3. Keep Communication Open
When you’re feeling angry or resentful, the way you express your feelings can cause your partner to put up barriers. For example, you may resent your spouse’s workaholic habits and accuse him or her of neglecting you. Because it’s a critical approach, your spouse may become resentful and before you know it, you’re in an argument that leaves you both feeling worse than ever. Saying “I miss spending time with you,” is altogether less confrontational and could lead to a productive discussion. Talk and listen. Choose your words carefully. Use the opportunity to try understanding your spouse’s needs.
4. Spend Time Doing Things You Both Enjoy
Having a great time together may not feel like serious marriage therapy – but it is! Break routines that leave you both running on auto. Get out there and do some living! Talk, laugh, and share the moment. Did you know that couples who have regular date nights have a better chance of staying together? Make time to reconnect! It’s your opportunity to fall in love again.
5. Make a Point of Showing Appreciation and Respect
It can be difficult to show appreciation towards someone you’ve come to resent. Spend time reflecting on your spouse’s good points. Nobody is perfect, but nobody is all bad either. Simple gestures like a hug and a kind word can go a long way towards opening your partner towards rekindling your relationship. Remember: it’s impossible to have lasting love when you don’t have mutual respect. Take the lead. Your spouse is very likely to respond in kind.
6. Be Willing to Accept Your Share of Responsibility
Just as your spouse isn’t perfect, neither are you. There are reasons why your marriage is foundering and you have your share of responsibility in this. No matter how innocent you might feel, the reality is that there are things you might need to change too. Don’t go into denial when your partner or therapist points out that you have some work to do yourself. Successful marriages require work from both partners, so be ready to make an effort.
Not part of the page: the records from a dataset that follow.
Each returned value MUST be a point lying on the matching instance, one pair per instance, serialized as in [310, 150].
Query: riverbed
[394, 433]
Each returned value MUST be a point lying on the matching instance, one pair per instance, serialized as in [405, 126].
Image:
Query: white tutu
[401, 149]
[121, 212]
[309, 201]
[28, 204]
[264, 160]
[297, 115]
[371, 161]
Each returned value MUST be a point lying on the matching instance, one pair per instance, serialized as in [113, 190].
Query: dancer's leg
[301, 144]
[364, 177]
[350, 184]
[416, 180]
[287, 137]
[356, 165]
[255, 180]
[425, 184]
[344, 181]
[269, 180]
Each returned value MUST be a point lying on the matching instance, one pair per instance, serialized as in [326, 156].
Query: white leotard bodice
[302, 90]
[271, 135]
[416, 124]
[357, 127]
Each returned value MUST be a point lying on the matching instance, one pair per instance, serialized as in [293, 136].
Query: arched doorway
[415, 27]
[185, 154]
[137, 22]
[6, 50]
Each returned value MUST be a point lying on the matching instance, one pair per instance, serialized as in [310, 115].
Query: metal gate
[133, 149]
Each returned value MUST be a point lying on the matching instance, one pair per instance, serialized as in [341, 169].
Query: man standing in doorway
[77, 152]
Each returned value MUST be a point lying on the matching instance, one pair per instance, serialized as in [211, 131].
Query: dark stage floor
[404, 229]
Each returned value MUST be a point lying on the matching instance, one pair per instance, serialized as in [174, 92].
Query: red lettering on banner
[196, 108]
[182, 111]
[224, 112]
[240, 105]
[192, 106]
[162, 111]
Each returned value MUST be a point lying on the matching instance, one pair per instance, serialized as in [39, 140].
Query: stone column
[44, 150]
7. Show Affection and Rekindle Intimacy
Affection and intimacy are vital to a good marriage. If you’re having difficulty with being intimate with your partner for physical or psychological reasons, talk to a doctor or your therapist. If your partner tends to shy away from physical contact, try to be understanding and affectionate rather than hurt and resentful. Rekindling your romance may take a little time.
If You’re Both Willing to Work On It, You Can Win!
Marriage is all about commitment, and saving a troubled marriage takes commitment too. If you both want to rebuild your relationship, there’s absolutely no reason why you shouldn’t succeed in doing so. Few marriages are without their times of crisis, so this will be the ultimate test. Rise to the challenge. Work as a team. Together, you can succeed!